偽造・盗難キャッシュカードと預金者保護法
偽造・盗難キャッシュカードと預金者保護法
弁護士 岡本 哲
預金者保護の新しい法律ができたのか
(支店長) わたしは金融機関の支店長です。さいわいキャッシュカード関連のトラブルはいままで発生しておりませんが、今年になって偽造キャッシュカードや盗難キャッシュカードの被害者に手厚い保護を与える、ということは、金融機関については厳しい態度でのぞむ、法律ができたとききました。どういう法律でどのような内容なのでしょうか。
預金者保護法の内容
(弁護士)「偽造カード及び盗難カード等を用いて行われる不正な機械式預貯金払戻し等からの預金者保護等に関する法律」略して預金者保護法は、平成17年8月に成立し、平成18年2月から施行されています。
キャッシュカードが発行されている形態での預金だと、カードという有体物と暗証番号という秘密情報の二重のセキュリティで守られているタテマエです。しかし,キャッシュディスペンサーやATMだと実際は磁気ストランプ部分のデータさえ同一であれば真正なカードとみなしてしまうため、物理的存在としてのカードにはあまり意味がなく実際にはセキュリティが暗証番号のみに一元化しています。
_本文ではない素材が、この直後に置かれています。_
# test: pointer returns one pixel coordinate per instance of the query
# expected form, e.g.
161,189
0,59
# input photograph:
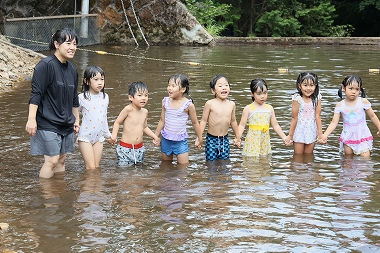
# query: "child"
306,124
356,137
93,104
219,114
134,118
259,115
176,110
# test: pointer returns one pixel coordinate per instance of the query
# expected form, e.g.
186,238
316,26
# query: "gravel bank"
16,64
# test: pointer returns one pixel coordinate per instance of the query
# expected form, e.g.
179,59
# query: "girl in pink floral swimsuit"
356,137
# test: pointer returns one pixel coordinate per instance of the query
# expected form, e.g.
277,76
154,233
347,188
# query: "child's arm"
76,115
205,115
119,120
318,118
276,127
194,120
375,120
106,131
331,127
243,120
293,123
161,122
204,120
235,127
147,131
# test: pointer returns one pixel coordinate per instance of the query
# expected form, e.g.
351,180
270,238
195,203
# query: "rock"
4,226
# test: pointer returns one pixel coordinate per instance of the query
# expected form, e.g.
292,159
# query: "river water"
283,203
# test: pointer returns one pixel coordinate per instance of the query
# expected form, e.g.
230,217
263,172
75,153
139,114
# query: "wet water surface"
283,203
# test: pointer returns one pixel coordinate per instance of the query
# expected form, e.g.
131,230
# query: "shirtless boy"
134,118
219,114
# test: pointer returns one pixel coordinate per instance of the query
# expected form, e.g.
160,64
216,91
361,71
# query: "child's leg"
88,154
349,152
98,152
166,157
302,148
60,167
47,169
309,148
183,158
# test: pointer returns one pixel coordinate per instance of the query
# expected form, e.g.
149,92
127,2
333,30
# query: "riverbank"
297,40
16,64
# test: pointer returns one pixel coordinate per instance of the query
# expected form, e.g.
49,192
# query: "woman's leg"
88,154
50,163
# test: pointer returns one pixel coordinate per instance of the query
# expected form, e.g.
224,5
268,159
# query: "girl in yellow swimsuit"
259,117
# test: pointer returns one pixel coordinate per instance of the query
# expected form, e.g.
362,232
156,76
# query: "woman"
53,106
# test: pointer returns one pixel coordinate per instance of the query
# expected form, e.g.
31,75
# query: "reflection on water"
281,203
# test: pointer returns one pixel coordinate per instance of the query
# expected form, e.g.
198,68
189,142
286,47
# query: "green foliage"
369,3
214,16
276,24
341,30
296,18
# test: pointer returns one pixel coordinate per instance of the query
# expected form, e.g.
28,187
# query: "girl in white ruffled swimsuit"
356,138
306,124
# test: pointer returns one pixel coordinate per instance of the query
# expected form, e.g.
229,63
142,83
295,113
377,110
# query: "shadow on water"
281,203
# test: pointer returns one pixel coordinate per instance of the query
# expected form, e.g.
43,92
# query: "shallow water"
283,203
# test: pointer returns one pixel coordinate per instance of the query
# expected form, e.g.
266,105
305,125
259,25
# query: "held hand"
110,141
198,143
322,139
31,127
76,127
113,139
237,142
157,141
288,140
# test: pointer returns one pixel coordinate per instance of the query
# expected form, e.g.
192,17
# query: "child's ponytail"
340,91
362,92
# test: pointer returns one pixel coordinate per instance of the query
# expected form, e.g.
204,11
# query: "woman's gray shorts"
50,143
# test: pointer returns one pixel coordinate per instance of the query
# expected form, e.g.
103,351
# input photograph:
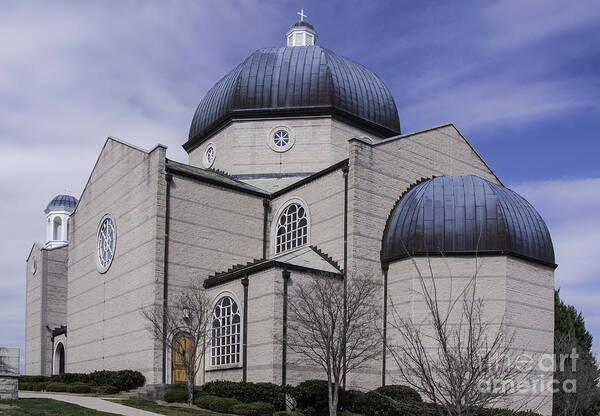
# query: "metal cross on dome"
302,15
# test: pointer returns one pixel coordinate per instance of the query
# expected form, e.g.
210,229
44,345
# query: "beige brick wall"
324,199
265,330
105,327
379,174
242,147
45,306
33,314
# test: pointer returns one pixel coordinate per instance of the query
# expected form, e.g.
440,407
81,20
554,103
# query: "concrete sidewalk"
95,403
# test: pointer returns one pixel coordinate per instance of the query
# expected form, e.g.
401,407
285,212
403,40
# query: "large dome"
297,81
465,215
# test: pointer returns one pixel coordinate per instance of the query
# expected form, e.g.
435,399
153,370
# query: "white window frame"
209,358
275,221
281,149
209,163
101,267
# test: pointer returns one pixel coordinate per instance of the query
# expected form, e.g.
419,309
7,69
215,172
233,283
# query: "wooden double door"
182,347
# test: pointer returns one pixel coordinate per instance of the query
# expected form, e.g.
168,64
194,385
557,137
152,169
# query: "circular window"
106,242
280,139
209,155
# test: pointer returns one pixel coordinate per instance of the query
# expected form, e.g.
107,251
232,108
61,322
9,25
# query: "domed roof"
297,81
62,203
465,215
302,24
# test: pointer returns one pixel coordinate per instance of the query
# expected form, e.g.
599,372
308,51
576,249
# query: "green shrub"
223,404
122,379
68,378
105,390
400,393
253,409
57,387
215,403
79,388
348,413
177,395
349,399
33,379
312,397
204,400
33,386
245,392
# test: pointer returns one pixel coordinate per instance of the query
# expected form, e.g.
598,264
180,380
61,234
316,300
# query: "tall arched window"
226,332
292,228
57,234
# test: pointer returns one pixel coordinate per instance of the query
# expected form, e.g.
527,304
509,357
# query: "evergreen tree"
577,392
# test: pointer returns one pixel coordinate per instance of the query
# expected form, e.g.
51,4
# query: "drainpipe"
245,340
385,267
345,170
266,205
286,277
169,179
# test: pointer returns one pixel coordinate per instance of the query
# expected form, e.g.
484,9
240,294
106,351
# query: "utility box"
9,373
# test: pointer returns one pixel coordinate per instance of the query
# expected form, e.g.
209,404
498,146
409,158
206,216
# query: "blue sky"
520,79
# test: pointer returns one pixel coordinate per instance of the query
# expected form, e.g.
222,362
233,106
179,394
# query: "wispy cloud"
72,73
571,209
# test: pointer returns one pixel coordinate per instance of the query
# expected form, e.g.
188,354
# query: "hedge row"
69,388
234,406
311,397
121,380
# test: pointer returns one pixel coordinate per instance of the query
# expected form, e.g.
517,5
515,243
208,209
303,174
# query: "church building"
297,165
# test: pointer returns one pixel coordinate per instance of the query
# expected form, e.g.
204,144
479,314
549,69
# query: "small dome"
297,81
302,24
62,203
465,215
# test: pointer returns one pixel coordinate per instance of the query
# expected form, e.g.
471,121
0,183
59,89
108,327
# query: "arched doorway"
182,348
59,359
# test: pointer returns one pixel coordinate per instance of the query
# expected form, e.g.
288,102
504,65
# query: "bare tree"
184,327
321,333
576,377
454,357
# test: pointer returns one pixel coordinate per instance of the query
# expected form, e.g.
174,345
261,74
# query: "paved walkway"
95,403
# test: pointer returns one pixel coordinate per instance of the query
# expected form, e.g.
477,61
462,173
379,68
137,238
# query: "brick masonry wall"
46,306
379,173
512,290
265,330
242,147
33,313
324,199
105,327
211,229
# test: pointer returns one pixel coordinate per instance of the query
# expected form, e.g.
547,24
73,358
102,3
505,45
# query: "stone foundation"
9,373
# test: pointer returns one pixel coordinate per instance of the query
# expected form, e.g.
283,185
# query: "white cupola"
301,33
58,212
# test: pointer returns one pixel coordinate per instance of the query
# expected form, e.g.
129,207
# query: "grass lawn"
165,410
45,407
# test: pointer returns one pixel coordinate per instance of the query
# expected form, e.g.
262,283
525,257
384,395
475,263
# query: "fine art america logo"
528,373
また、暗証番号が4桁固定であり、通常のひとにとって忘れるリスクの少ない4桁番号というのは生年月日・電話番号・車の番号等他人の推測可能なものになりがちという人間行動上の脆弱性があります。
そこで、偽造カードによる場合には民法478条の適用を否定して弁済を無効とし(預金者保護法3条・4条)、盗難カードによる場合には、預金者に過失がなければ預金者に払戻し額の損失補填請求権を、軽過失があっても払い戻し額の4分の3の損害補填請求権を預金者に与えています(5条)。偽造カードはともかく、盗難カードについては従来の判例や銀行実務に大幅な変更を迫るものになっています。
従来の判例や実務との相違
債権の準占有者、社会観念上あたかも債権者のような外観を呈する者に対してなした弁済については、平成16年改正前の民法では「弁済者ノ善意ナリシトキニ限リ」有効とし、平成16年改正後は「弁済をした者が善意であり、かつ、過失がなかったときに限り有効になる」と規定されています(民法478条)。
平成16年改正は、通説・判例が善意だけでは足りず善意無過失を要求していたことを明文化したにすぎず、その前後で扱いがかわるわけではありません。
いったん民法478条で金融機関が保護されると、最終的な負担は預金者にいくことになっていました。
ところが、2006年の預金者保護法により、最終的に預金者に責任を負わせるためには預金者の重過失または悪意が必要となったわけです。
預金者保護法の適用範囲
(支店長)預金者保護法は「機械式預貯金払い戻し」等に適用があるようですが、キャッシュカードによる払い戻し以外にはどのようなことについて預金者保護法の適用があるのでしょうか。
(弁護士) 払い戻し以外に機械式金銭借入(2条7号)や預金通帳による機械式の払い戻しの場合にも適用があり増す(2条3項)。
預金通帳と印鑑による場合は預金者保護法の対象とはなりません。カード取引の場合は機械が画一的に対応するだけであるから、預金者保護法の対象であるが、窓口による払い戻しの場合は、,金融機関の過失等の判断が画一的におこなえない、というのがその理由とされています。
被害のなりすましへの対応
(支店長)預金者保護法が預金者の保護にずいぶん手厚いことはわかりました。しかし、それでは、盗難被害にあっていないのにあったとしょうする被害の成り済まし詐欺が横行するのではないでしょうか。金融機関側としてはどのように対処すればいいのでしょうか。
(弁護士)消費者側預金者側として予想されることをいわせてもらえば、そもそも預金者保護法など制定しなくても金融機関のほうで利用限度額の引き下げをしたり、暗証番号の桁数をふやしたりアルファベットやかな漢字で暗証とできるようにしたり、生体認証を採用したりすることで、偽造・盗難カードによる預金者被害はかなり防ぐことができたはずです。また、預金者保護のための保険を充実させておけばここまでの社会問題化はしなかったと思われます。預金者は金融機関に求めているのは本人確認をあいまいにしても多額の預貯金を迅速に払い戻させるサービスではなく、安全に預金を管理してもらえるというサービスです。それなりのサービス提供をしていれば預金者の納得もえられますし、なりすまし詐欺の防止も可能です。金融機関の真摯な努力があれば、例えば暗証番号管理についても裁判所が預金者の重過失も認めてくれやすくなりましょう。
なりすまし詐欺についても金融機関側勝訴の判例も複数あり、それについては暗証番号の入力態様や払い戻しかたの不自然さなどから狂言がばれています。預金者からおかしな要求があった場合は、弁護士に相談してみてください。